Rob Johnston: Humility. C. S. Lewis wrote, “The first demand any work of art makes upon us is surrender. Look. Listen. Receive. Get yourself out of the way. (There is no good asking first whether the work before you deserves such a surrender, for until you have surrendered you cannot possibly find out.)” Lewis realized that engaging art is not so much an act of communication as it is an experience of communion.

Eugene Suen: I think it’s important that Christians don’t think of “church” and “culture” as wholly distinct entities wherein “culture” becomes an arena to be conquered—by a church that views itself as a purifying force. That kind of dichotomous thinking is a little too simplistic. No church is wholly sanctified, just as no culture is totally secularized and devoid of the Spirit. Christians need the world to minister to them as much as they need to minister to the world. When we engage in a spirit of openness and grace, I believe God will guide us along the way.

Simeon Sham: We need to learn to listen well, with a posture of humility and curiosity. God is at work—speaking and moving in ways and with different communities that might surprise us.

What are you excited about for the future of worship and the arts in the church?

Shannon Sigler: I’m excited to see pastors and artists embrace adaptive change in a post-COVID world. I’m excited to see how we find solutions to problems that are more expansive and embodied than in the past. I’m excited to find ways of discipling all of our senses in worship, for the sake of the world.

Ed Willmington: In corporate worship, I’m excited for the widening band of leaders who are interested in not just picking some songs but for studying worship, studying theology, and studying the arts. In their study, they are finding effective structures to be pastorally caring, theologically complete, desiring to be spiritually formed, culturally aware, liturgically sensible, and artistically gifted. Those kinds of leaders of worship give me hope!

Caitlyn Ference-Saunders: I am encouraged when I see Christian folks reckoning with their inherited cultures through their own practices of worship and art making. One of the few gifts social media offered during the pandemic has been witnessing others work out their beliefs and theologies in public. Accounts like @blackliturgies and
@prayersfromterry are doing the important work of interpreting faith into our particular cultural moment, and that to me is an art-filled act of worship.

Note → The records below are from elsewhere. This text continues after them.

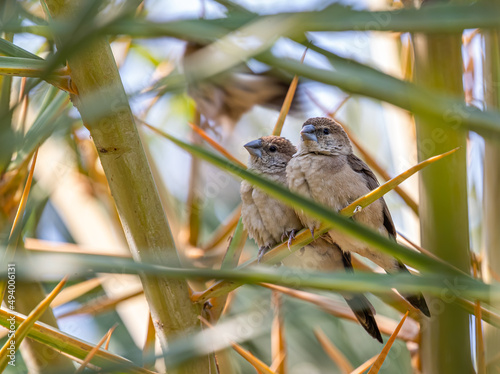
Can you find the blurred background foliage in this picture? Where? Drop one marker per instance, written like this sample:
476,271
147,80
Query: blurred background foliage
371,64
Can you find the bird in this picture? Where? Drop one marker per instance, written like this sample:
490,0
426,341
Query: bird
225,97
268,221
326,170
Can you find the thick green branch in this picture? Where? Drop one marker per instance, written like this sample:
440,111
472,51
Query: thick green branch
124,162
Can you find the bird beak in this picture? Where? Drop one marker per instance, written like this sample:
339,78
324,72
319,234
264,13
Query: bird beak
308,132
254,148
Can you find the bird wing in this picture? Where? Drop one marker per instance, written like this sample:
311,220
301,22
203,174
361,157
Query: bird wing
371,181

Simeon Sham: I believe that worship and the arts in the church is moving away from the “concert” back to the “cathedral.” In a noisy world, there is a communal desire for that sense of awe, wonder, and invitation that will make a deep impact in worship. In a time of pain and confusion, the artists will lead the church prophetically in the way forward.

Dea Jenkins: In the wake of the pandemic, I am excited that people are seeking to define new social rhythms and standards. We are in the midst of an incredible transition. I hope people realize that we have a great deal of power and influence over what the cumulative results of that transition will look like. The power of the arts rests in art’s capacity to stretch our collective imagination. If the church is able to embrace this, we can lean into this unfolding era by allowing new and creative leaders to help us imagine future possibilities.